John McCain told a room full of small business owners the other day that Barack Obama is bad news for business. McCain even went so far as to criticize the Democratic party hopeful for being willing to reconsider NAFTA.
It's a good thing Senator McCain acknowledges that economics isn't his strong suit, given that, since 2001, the U.S. has lost more than 2 million manufacturing jobs, and nearly 1 million professional, and information service, positions, and NAFTA trade deficits alone have resulted in the loss of hundreds and thousands of jobs.
Nor does it come as breaking news to most of us that real wages have stagnated in the past thirty-odd years, and have actually fallen in the past year. As reporter David Cay Johnston points out, the average annual income, for the upper one percent of the population, has increased by 650%, since 1975, while "the vast majority" have lost about 3% in annual income.
It's been the same old song, since the great Depression, of the rich getting richer while the rest of us shine their shoes, but not since the 1920's has the disparity between rich and poor been this great, It's not only working Americans that are getting poorer. Thanks to this administration, which posted an unparalled $374 billion budget deficit in 2003, one that is projected to rise to $631 billion -- nearly twice that -- before Mr. Bush leaves office, the government is getting poorer, too. If things keep up at this rate, the U.S. Treasury may have to declare bankruptcy.

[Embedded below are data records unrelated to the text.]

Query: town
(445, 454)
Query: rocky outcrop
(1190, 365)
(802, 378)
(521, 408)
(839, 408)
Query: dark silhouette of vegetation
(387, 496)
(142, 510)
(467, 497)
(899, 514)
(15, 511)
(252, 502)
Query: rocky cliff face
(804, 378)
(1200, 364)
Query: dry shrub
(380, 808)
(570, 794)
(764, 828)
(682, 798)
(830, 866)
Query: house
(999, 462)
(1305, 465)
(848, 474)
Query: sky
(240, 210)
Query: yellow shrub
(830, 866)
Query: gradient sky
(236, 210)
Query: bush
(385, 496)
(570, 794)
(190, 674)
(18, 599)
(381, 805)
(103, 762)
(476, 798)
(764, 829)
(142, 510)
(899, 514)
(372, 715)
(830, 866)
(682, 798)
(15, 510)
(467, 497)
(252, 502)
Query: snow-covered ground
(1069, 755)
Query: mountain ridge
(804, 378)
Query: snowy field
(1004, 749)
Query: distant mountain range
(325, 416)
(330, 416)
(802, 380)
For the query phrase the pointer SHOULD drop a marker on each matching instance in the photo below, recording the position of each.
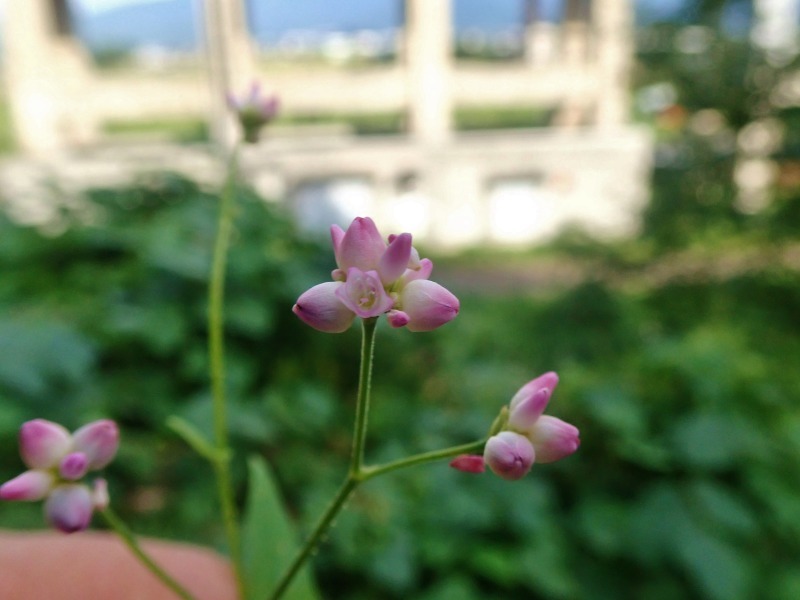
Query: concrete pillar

This president's tax policies, which have clearly favored the rich and corporations, are the model from which John McCain draws as he looks to greater deregulation, cutting even more taxes for corporations, and expanding NAFTA, all at the expense of federal programs. As we know, McCain vows to keep Bush's tax cuts for the wealthiest, adding another $300 billion a year to an already bloated budget deficit. In fact, the senator from Arizona told his audience of small businessmen that he even plans to help them "write off some new investments." How about allowing you and me to write off the cost of gas?
Far from it. John McCain, along with his colleagues in the Senate, blocked a windfall profits tax on oil companies, and unless voters fill more Senate seats with Democrats, in November, you can bet that if elected #44, McCain will also veto any efforts, by Congress, to provide financial relief to those in foreclosure, penalize the excessive interest-gouging of the credit card companies, and eliminate what amounts to a $17 billion tax break, or governmental subsidy, to the oil companies over the next ten years.
Think about this: if McCain is elected president, and the Democrats win a majority of seats in the Senate, (they already have a majority in the House), he will already be a lame duck in his first term of office.
But would McCain then cater to the oil company lobby, too, like his predecessor?
Okay, fair is fair. The senator from Arizona has already confessed that he needs a refresher course in Economics 101, and we believe him. After all, he wants to add another $300 billion a year to the deficit. His reputation, he reminds us, was built on his war hero record, as well as his championing of what he likes to think is ethical government, as well as proving his mettle as a staunch adversary of special interests by taking on the likes of lobbyist Jack Abramoff.
While he has, in the past, admitted to having lobbyists work for his campaign, McCain has been quick to point out their "honorable records." Clearly, this crusader against corporate lobbies facade wears thin when you consider revelations by the Electronic Frontier Foundation, and the Washington Post, that John McCain's campaign staffers include high profile telecom immunity lobbyists.
That's right, two powerhouse lobbyists, Charlie Black, and Wayne Berman, representing AT&T and Verizon , respectively, play pivotal roles in the Republican presidential candidate's campaign. Black is to McCain what Rove was to Bush. Berman is McCain's national finance co-chair. What exactly are these lobbyists trying to peddle? Nothing less than immunity from prosecution for telecommunication companies, AT&T and Verizon, that broke privacy laws when eavesdropping on phone calls, and turning over private consumer records to the federal government without a warrant.
McCain, who spoke out against companies that violate their customers' confidence several months ago, saying that "their actions undermine our respect for the law," now asserts that he supports immunity for telecommunication companies, unqualifiedly, if they help in a governmental investigation. In fact, he goes so far as to say that neither the government nor the telecoms have to apologize for acts that only "the ACLU and trial lawyers" would question. My, my, the Arizona senator is a quick study. He's already using the ACLU for target practice.
Too bad Spiro Agnew isn't around to run as McCain's vice president. It's clear that not only will McCain have to outsource decisions that deal with abstinence-only programs as a requirement for HIV/AIDS funding, he may even have to outsource ethics investigations due to an egregious conflict of interest.
We know -- the president doesn't make the laws. But he sure gets to break them, doesn't he?
By flip flopping on the constitutionality of the National Security Agency's surveillance program, and giving key telecom lobbyists prominent play in his campaign, the presidential heir apparent shows that he, too, can be bought.